In der Truppe sind die Reaktionen auf die „Begehungen“ derweil offenbar recht unterschiedlich ausgefallen. Während aus Teilen der Bundeswehr gegenüber FAZ.NET von einem reibungslosen Verlauf berichtet wurde, sprachen mehrere Soldaten unter dem Schutz der Anonymität von symbolischen Unmutsaktionen, drei berichteten von „regelrechten Hexenjagden.“ So übermalten im Südwesten Fallschirmjäger Abbildungen des Transportflugzeug Ju-52, das während zweiten Weltkriegs für die Wehrmacht maßgeblich war. „Aus Frust“, wie es hieß. Weitere Funde wie ein Leitsatz des Generalfeldmarschalls Erwin Rommel hätten auf Weisung der Vorgesetzten weichen müssen.

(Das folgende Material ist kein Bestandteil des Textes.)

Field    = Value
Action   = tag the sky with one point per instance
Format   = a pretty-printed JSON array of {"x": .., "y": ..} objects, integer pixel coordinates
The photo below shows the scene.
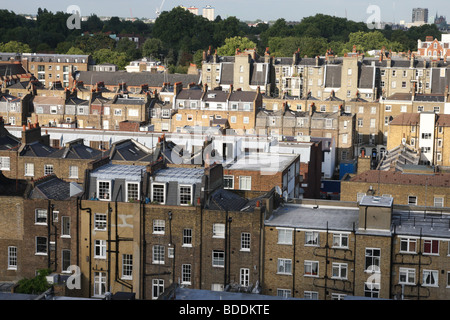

Aus Offizierskreisen des Heeresstandorts Munster wurden gegenüber der F.A.Z. Beschwerden laut über Stubenbegehungen durch dienstgradniedere Soldaten in Abwesenheit der Bewohner. Zudem sei mittels eines Befehls de facto ein Maulkorb erlassen worden. Lehrgangsteilnehmer, die sich auf der Facebook-Seite der Panzertruppenschule öffentlich äußern sollten, müssten mit disziplinaren Folgen rechnen. Ein Bundeswehrsprecher dementierte die Sichtkontrollen in Abwesenheit der Offiziere nicht. Sie seien „rechtlich möglich“, da die Stube nicht der persönlichen Sphäre eines Soldaten zugeordnet sei. Die beginne erst hinter seiner Spindtür. Die Behauptung, es habe einen Maulkorberlass gegeben, wies der Sprecher indes zurück. Es sei nur darauf hingewiesen worden, sich „im Sinne des Soldatengesetzes“ zu verhalten.
Der wehrpolitische Fachmann der Grünen, Tobias Lindner, kritisierte im Gespräch mit FAZ.NET das Vorgehen des Verteidigungsministeriums. „Statt Stuben in Abwesenheit zu kontrollieren, sollten die Soldaten mit einbezogen und mit ihnen diskutiert werden.“ Einige Funde zeigten, dass es in der Bundeswehr „ein Problem“ gebe. Es lasse sich aber sicher nicht lösen, ohne die Soldaten „mitzunehmen.“ Die Verteidigungsministerin entziehe gerade mit solchen Anordnungen der offenen Diskussion, die sie in der Truppe einfordere, jegliche Basis.